Tribunal Administratif de Nancy — Décision N° TA54-2400863

mardi 3 mars 2026

JuridictionTribunal Administratif de Nancy
SectionTribunal Administratif de Nancy
N° DossierTA54-2400863
TypeDécision
RecoursExcès de pouvoir
PublicationC
FormationChambre 1
Avocat requérantSELARL SOLER-COUTEAUX & LLORENS

Résumé IA

Le Tribunal Administratif de Nancy a rejeté le recours en excès de pouvoir visant à annuler un permis de construire délivré par la commune de Xonrupt-Longemer. Les requérants, voisins du projet, contestaient notamment la compétence du signataire et la régularité du dossier d'instruction. Le tribunal a jugé que l'arrêté était régulièrement signé par un adjoint disposant d'une délégation et que le dossier, comprenant les documents graphiques et photographiques requis, était conforme aux articles R. 431-10, R. 111-2 et R. 111-8 du code de l'urbanisme.

Texte intégral

Vu la procédure suivante :

Par une requête et un mémoire enregistrés les 22 mars et 14 mai 2024, la SCI B... Immobilier et M. D... B..., représentés par la SELARL Soler-Couteaux et associés agissant par la personne de Me Soler-Couteaux, demandent au tribunal :
d’annuler l’arrêté du 5 octobre 2023 par lequel le maire de la commune de Xonrupt-Longemer a délivré à M. C... un permis de construire n° PC 88531 23 H0036 en vue de la construction d’une maison d’habitation ;
de mettre à la charge de la commune de Xonrupt-Longemer une somme de 1 500 euros en application des dispositions de l’article L. 761-1 du code de justice administrative.

Ils soutiennent que :
- la compétence du signataire de l’arrêté n’est pas établie ;
- le dossier de demande de permis était incomplet dès lors que le document graphique et les documents photographiques n’ont pas permis au service instructeur d’apprécier l’insertion du projet dans son environnement en méconnaissance des dispositions de l’article R. 431-10 du code de l’urbanisme ;
- l’arrêté a été pris en méconnaissance des dispositions des articles R. 111-2 et R. 111-8 du code de l’urbanisme ;
- l’arrêté a été pris en méconnaissance des dispositions de l’article R. 111-27 du code de l’urbanisme.

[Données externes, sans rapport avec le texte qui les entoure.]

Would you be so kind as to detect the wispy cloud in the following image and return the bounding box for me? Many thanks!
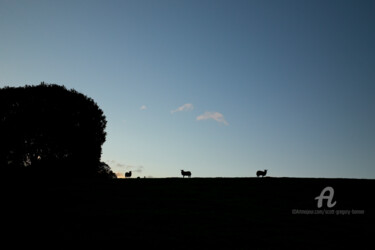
[139,105,147,110]
[197,112,229,126]
[171,103,194,114]
[109,160,144,174]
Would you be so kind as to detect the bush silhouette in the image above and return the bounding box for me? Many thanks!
[0,82,111,178]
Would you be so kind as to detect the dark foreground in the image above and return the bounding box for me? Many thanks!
[2,178,375,249]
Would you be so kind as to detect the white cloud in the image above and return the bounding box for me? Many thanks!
[139,105,147,110]
[171,103,194,114]
[197,112,229,125]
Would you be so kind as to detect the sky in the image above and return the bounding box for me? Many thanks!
[0,0,375,179]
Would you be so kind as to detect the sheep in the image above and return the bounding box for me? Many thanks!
[181,170,191,178]
[257,169,267,177]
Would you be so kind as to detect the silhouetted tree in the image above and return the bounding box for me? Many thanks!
[0,82,109,177]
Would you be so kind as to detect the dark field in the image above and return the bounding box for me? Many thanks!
[3,178,375,249]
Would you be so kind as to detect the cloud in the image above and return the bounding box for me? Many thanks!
[109,160,144,173]
[197,112,229,126]
[139,105,147,110]
[171,103,194,114]
[116,172,125,179]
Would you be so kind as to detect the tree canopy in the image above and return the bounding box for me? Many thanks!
[0,82,113,178]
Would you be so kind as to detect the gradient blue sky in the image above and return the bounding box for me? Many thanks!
[0,0,375,178]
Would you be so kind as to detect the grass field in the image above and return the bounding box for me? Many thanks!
[7,178,375,249]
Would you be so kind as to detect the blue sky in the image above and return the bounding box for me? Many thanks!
[0,0,375,178]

Par des mémoires en défense enregistrés les 8 avril et 26 juin 2024, la commune de Xonrupt-Longemer, représentée par Me Zoubeidi-Defert, conclut au rejet de la requête et à ce que la somme de 1 500 euros soit mise à la charge solidaire de M. B... et de la SCI B... Immobilier en application des dispositions de l’article L. 761-1 du code de justice administrative.

Elle soutient que :
- à titre principal, la requête est irrecevable dès lors que M. B..., qui n’est pas propriétaire du fonds voisin du projet, n’a pas qualité pour agir, que le recours gracieux ayant été présenté par M. B... en son nom personnel, le délai de recours contentieux n’a pas été prorogé au bénéfice de la SCI B... Immobilier et que le recours gracieux ne lui a pas été présenté en recommandé avec accusé de réception en méconnaissance des dispositions de l’article R. 600-1 du code de l’urbanisme ;
- à titre subsidiaire, les moyens soulevés par les requérants ne sont pas fondés.

La procédure a été communiquée à M. C... qui n’a pas produit de mémoire en défense.

Vu les autres pièces du dossier.

Vu :
- le code de l’urbanisme ;
- le code de justice administrative.

Les parties ont été régulièrement averties du jour de l’audience.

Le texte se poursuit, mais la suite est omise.